Climate risk and sustainability; AI
MAPFRE RE, like the MAPFRE group, recognises its responsibility in combating climate change and building resilience. Pérez de Lema describes this as “a big part of our responsibility” and emphasised the need for sustainability in providing coverage to clients. As a major reinsurer, MAPFRE RE pays close attention to the impact of climate change and its socially-linked consequences.
He noted that natural perils events are influenced not only by climate change but also by where risks are concentrated and how well they are understood and priced. The industry has that been underestimated and inadequately priced climate risks.

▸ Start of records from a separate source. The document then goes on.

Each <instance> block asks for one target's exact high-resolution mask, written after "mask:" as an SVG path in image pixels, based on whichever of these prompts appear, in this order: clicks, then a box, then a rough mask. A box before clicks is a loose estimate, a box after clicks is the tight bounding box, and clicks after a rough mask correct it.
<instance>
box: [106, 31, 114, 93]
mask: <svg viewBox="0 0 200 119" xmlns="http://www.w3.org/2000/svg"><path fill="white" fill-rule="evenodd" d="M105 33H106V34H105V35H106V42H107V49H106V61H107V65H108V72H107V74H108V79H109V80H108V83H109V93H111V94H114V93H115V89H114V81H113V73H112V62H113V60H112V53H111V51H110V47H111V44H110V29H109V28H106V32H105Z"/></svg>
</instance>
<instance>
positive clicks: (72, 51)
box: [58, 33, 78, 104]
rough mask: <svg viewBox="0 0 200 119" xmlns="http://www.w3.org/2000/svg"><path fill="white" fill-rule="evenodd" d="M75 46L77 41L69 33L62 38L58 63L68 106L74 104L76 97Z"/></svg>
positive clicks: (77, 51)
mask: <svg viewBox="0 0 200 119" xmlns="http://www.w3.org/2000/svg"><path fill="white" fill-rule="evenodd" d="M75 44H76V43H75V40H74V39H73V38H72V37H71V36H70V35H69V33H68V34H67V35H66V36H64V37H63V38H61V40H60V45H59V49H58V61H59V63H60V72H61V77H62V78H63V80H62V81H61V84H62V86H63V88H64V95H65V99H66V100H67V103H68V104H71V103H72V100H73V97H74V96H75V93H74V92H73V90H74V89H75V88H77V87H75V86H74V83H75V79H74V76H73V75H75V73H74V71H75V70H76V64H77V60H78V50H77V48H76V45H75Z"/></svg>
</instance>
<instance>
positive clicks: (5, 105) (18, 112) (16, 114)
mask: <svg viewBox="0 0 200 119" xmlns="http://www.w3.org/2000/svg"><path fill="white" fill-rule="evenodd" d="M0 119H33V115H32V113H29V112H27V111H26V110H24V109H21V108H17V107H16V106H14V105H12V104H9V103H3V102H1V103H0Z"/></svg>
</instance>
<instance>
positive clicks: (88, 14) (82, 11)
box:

Artificial intelligence (AI) represents a significant area of focus for MAPFRE RE. Pérez de Lema emphasised the transformative potential of AI in streamlining operations and data analytics. He anticipated that AI will disrupt the reinsurance industry faster and more comprehensively than previous technological advancements.
Efficiency is a central challenge in the reinsurance sector, and he highlighted the need to reduce frictional costs. While AI can enhance various aspects of operations, the goal is not to replace underwriters but to automate processes for risk assessment and reduce manual work, ultimately directing more premium towards covering risks.
As the 2024 renewal season approaches, MAPFRE RE stands out for its commitment to stability and sustainability in a rapidly changing reinsurance landscape. The focus remains on maintaining long-term client relationships, navigating inflation, addressing climate risks, and embracing AI, all underscoring a true dedication to resilience and efficiency.
While the industry continues to evolve, MAPFRE RE’s strategic approach positions it as a solid, steadfast player here for the long term in the global reinsurance market.